I love the Blue color!


----------



## fordmike65 (Dec 14, 2016)

Robertriley said:


> I love the Blue color!



What if it's green?


----------



## Robertriley (Dec 14, 2016)

it's blue


----------



## fordmike65 (Dec 14, 2016)

Robertriley said:


> it's blue



But it's also green


----------



## mickeyc (Dec 14, 2016)

I always thought this Elgin was blue......guess it's really green.

Mike


----------



## Freqman1 (Dec 14, 2016)

fordmike65 said:


>





Also missing one of the floating hub discs. V/r Shawn


----------



## Handle Bar Hoarder (Dec 14, 2016)

it look,s blue to me  here,s mine


----------



## Euphman06 (Dec 14, 2016)

HANDLE BAR HORDER said:


> it look,s blue to me  here,s mine [emoji14]  View attachment 396705



Ah! Thats my favorite one... Love orange. Need an extra testicle?..Ill trade you!

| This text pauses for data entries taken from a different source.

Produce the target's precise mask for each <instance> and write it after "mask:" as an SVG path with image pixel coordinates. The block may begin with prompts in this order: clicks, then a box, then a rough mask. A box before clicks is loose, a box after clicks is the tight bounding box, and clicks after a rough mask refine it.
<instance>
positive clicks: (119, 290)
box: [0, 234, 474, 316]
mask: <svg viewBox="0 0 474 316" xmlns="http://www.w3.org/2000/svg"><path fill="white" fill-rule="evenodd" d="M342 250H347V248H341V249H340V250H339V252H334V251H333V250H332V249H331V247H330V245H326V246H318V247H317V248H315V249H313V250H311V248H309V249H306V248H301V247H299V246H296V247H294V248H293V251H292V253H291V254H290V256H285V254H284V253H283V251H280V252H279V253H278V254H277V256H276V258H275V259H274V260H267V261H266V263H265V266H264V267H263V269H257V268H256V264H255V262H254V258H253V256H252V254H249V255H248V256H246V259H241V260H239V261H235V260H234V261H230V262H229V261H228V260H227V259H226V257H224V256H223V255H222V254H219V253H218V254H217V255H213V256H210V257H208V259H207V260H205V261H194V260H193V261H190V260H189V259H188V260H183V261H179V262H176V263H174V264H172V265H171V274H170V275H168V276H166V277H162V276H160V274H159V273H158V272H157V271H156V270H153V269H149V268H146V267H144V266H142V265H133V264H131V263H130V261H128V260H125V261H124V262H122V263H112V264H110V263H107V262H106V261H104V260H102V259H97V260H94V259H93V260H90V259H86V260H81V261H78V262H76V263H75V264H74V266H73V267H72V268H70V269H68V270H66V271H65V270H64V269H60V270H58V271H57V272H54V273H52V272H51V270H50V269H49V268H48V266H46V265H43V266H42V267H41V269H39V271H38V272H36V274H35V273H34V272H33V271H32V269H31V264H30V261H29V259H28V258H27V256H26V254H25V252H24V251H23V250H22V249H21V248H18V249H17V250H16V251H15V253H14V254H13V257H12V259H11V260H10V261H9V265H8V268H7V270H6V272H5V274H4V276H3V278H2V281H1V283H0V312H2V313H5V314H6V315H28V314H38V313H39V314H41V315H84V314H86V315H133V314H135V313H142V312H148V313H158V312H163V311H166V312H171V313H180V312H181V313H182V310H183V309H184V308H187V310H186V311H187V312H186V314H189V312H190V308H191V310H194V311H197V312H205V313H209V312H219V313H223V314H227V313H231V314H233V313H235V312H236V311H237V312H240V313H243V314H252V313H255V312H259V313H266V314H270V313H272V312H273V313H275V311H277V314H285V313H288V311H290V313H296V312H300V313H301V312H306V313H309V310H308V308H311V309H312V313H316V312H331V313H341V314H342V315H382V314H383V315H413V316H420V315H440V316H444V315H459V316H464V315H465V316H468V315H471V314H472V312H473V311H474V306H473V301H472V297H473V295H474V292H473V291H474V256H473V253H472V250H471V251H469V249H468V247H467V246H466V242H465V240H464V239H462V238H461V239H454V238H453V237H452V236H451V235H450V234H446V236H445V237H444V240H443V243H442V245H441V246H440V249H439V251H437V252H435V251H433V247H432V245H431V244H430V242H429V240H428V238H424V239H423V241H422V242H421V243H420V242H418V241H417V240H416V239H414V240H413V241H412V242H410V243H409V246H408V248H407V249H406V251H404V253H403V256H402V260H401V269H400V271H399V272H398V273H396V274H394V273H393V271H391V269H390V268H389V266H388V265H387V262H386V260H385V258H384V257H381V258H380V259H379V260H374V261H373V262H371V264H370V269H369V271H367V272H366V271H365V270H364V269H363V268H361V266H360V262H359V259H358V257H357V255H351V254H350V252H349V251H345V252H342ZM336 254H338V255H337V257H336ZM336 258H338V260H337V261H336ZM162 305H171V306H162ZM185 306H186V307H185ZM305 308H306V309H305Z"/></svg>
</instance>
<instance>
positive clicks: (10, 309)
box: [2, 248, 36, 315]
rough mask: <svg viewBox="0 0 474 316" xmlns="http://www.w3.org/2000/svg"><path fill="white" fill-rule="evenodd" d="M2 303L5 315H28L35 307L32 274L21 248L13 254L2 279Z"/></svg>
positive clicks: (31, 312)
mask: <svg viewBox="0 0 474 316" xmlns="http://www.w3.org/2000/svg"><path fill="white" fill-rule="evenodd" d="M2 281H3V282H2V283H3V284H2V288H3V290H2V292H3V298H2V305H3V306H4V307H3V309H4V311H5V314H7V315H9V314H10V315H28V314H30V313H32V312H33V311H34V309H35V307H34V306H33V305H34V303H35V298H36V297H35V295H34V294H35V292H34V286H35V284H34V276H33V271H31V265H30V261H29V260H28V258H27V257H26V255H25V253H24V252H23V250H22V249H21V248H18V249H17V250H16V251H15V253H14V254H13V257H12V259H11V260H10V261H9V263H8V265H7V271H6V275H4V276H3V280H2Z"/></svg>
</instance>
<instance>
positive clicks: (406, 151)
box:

Sent from my LGLS775 using Tapatalk


----------



## rusty.kirkpatrick (Dec 14, 2016)

Euphman06 said:


> Yep, loved curved bar elgins too! Here's mine



Schwiiiiiiiiing!


----------



## Fltwd57 (Dec 14, 2016)

Robertriley said:


> it's blue






fordmike65 said:


> But it's also green




Catalog says "Teal", so you're both right


----------



## Euphman06 (Dec 15, 2016)

Teal!! Ok... I wasn't completely off then. I get pink and purple confused, started thinking I'm partially color blind


----------